Testing a trading system like a scientist

Most backtests are a story you tell yourself. I wanted something that would tell me when I was wrong.

The problem with standard backtesting is that it's too easy to find edge in historical data. Enough parameters, enough trials, and you'll find a configuration that looks good. This is curve fitting, not discovery. The strategy won't trade forward the way it traded backward.

Walk-forward validation is the fix. You train on a window, test on the next window, roll forward. If the edge is real, it should appear consistently across windows. If it only shows up in the training windows, it's noise that fit your data.

The framework

I built the walk-forward backtester as a separate system with injected dependencies — market data, signal function, position sizer. The test windows are configurable but the default is 90-day training, 30-day test, rolling forward one week at a time. Each run produces a distribution of Sharpe ratios, win rates, and max drawdowns across windows.
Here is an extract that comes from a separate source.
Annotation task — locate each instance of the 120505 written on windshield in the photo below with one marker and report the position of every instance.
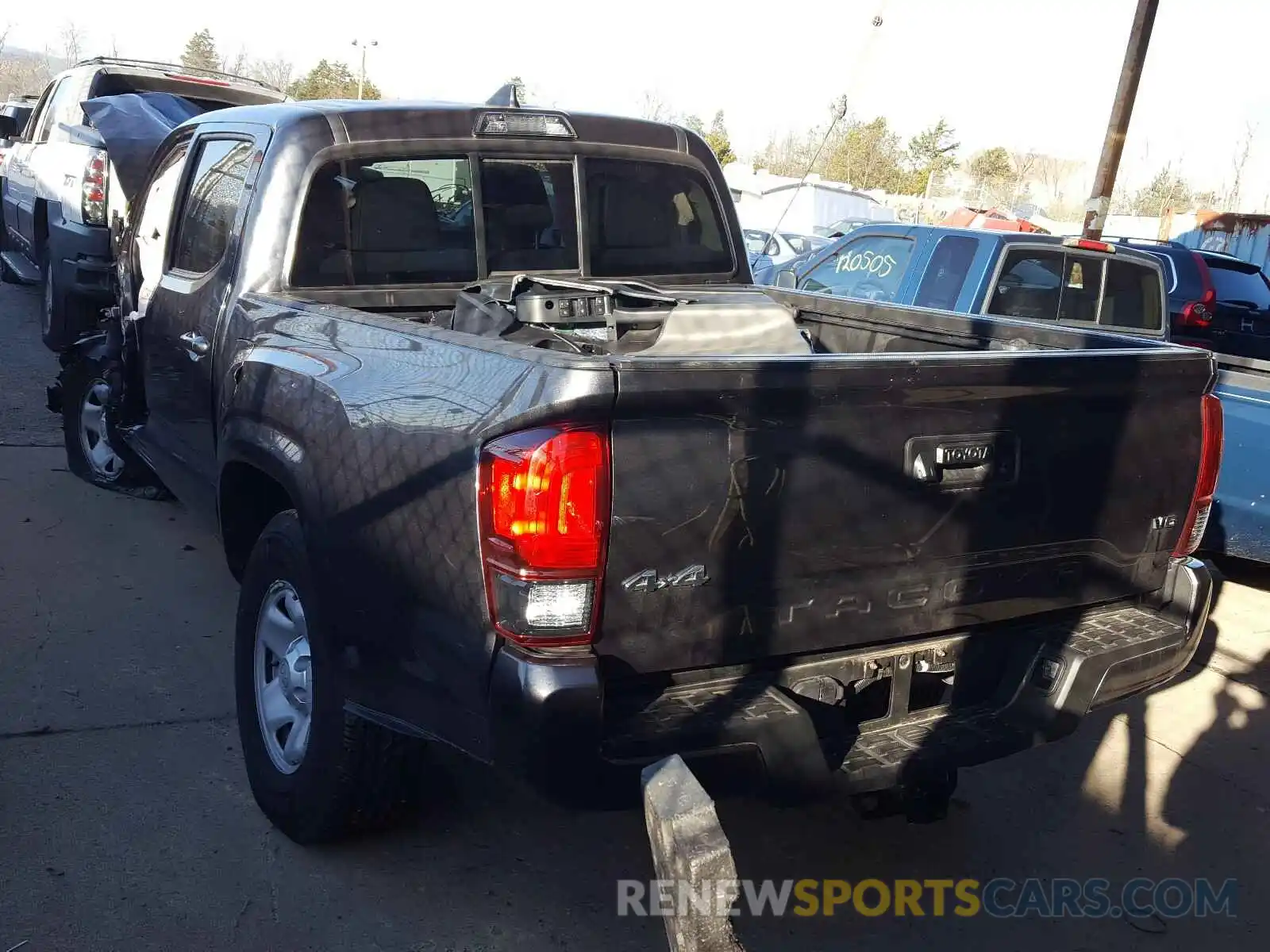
(872, 262)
I also added property-based testing using Hypothesis. For any mathematical function in the system — Kelly fraction, ATR calculation, position sizing — I define invariants and let Hypothesis find counterexamples. Kelly fraction must always return between 0 and 1. Position size must always be at least minimum notional. ATR must always be positive. These properties should hold for any valid input, not just the inputs I thought to test.

What the framework caught

Three strategies that passed standard backtesting failed walk-forward. One had a Sharpe of 1.8 in-sample and -0.3 out-of-sample consistently. Another was time-of-day dependent in a way I hadn't noticed — it traded well in the training windows, which happened to overlap with higher-volatility hours, and poorly in the test windows that didn't.
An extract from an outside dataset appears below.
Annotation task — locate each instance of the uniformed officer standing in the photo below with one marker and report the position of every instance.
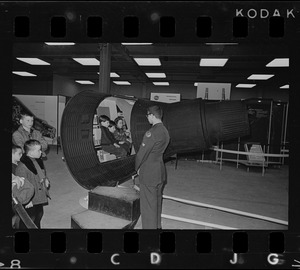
(151, 169)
The property tests found two edge cases in the Kelly calculator: negative win-loss ratio (possible if configured wrong) and win rate exactly equal to 1.0 (divides by zero in the simplified formula). Both were silent failures before — they returned garbage values. Now they raise early.

The honest thing about this kind of testing is that it mostly produces disappointing results. Most strategies don't hold up. That's the point.